Le titre de métal précieux du monnayage d'argent n'a cessé de diminuer tout au cours des trois premiers siècles (Figure 1). Sous Caracalla, en 215, une nouvelle monnaie reconnaissable à l'effigie radiée de l'empereur est créée,
l'antoninien. Pesant le poids d'un denier et demi, l'antoninen a la valeur de deux deniers. Cette nouvelle monnaie n'arrive cependant pas à s'imposer : relativement peu frappée, son émission cesse sous Sévère Alexandre. En 238, Balbin et Pupien en reprennent la frappe et cette fois, l'antoninien va progressivement éliminer le denier de la circulation. Le denier d'argent n'est déjà plus frappé qu'occasionnellement sous Gordien III. Après son règne, la frappe de ce dernier ne se fait plus que de manière exceptionnelle.

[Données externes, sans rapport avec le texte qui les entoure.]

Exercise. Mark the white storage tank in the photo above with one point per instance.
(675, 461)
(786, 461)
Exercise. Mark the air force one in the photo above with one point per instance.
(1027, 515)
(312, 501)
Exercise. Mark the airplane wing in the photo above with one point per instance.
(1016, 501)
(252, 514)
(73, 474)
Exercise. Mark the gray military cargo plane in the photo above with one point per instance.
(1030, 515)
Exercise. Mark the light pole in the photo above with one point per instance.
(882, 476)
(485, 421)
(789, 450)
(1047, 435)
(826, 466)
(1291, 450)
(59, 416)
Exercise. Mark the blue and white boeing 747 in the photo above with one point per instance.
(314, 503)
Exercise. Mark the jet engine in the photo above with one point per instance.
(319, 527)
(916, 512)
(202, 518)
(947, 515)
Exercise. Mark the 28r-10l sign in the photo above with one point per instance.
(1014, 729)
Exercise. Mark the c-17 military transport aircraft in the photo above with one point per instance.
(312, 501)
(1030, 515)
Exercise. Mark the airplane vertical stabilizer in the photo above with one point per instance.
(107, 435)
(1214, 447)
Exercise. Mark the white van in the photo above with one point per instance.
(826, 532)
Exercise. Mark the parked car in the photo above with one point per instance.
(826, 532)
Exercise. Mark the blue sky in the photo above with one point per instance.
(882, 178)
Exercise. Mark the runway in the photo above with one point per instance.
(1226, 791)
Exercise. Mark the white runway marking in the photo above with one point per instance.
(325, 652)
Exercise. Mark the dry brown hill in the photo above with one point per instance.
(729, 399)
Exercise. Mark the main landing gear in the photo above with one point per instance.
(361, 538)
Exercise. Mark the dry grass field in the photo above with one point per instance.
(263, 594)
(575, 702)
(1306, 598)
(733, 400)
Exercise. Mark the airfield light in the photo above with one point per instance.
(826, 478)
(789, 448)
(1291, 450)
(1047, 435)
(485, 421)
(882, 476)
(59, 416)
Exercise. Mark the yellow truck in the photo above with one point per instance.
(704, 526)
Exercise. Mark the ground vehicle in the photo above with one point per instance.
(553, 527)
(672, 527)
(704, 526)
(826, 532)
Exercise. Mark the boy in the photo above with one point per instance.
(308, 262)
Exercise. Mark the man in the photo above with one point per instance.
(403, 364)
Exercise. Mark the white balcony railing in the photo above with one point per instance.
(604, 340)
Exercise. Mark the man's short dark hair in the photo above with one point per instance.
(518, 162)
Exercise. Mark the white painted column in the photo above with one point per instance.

L'aloi des monnaies d'argent continue à diminuer inexorablement tout au long du IIIe siècle. Peu après 260, le point critique est atteint : le billon (alliage d'argent) a un contenu si faible en métal précieux qu'il a maintenant une apparence plus proche du bronze que de celle d'un alliage argenté, la crise monétaire n'a jamais été aussi visible. Les monétaires sont obligé de recourir de plus en plus à l'artifice de l'argenture supperficielle pour rendre une apparence acceptable au monnayage de billon.

connaître son ignorance est la meilleure part de la connaissance...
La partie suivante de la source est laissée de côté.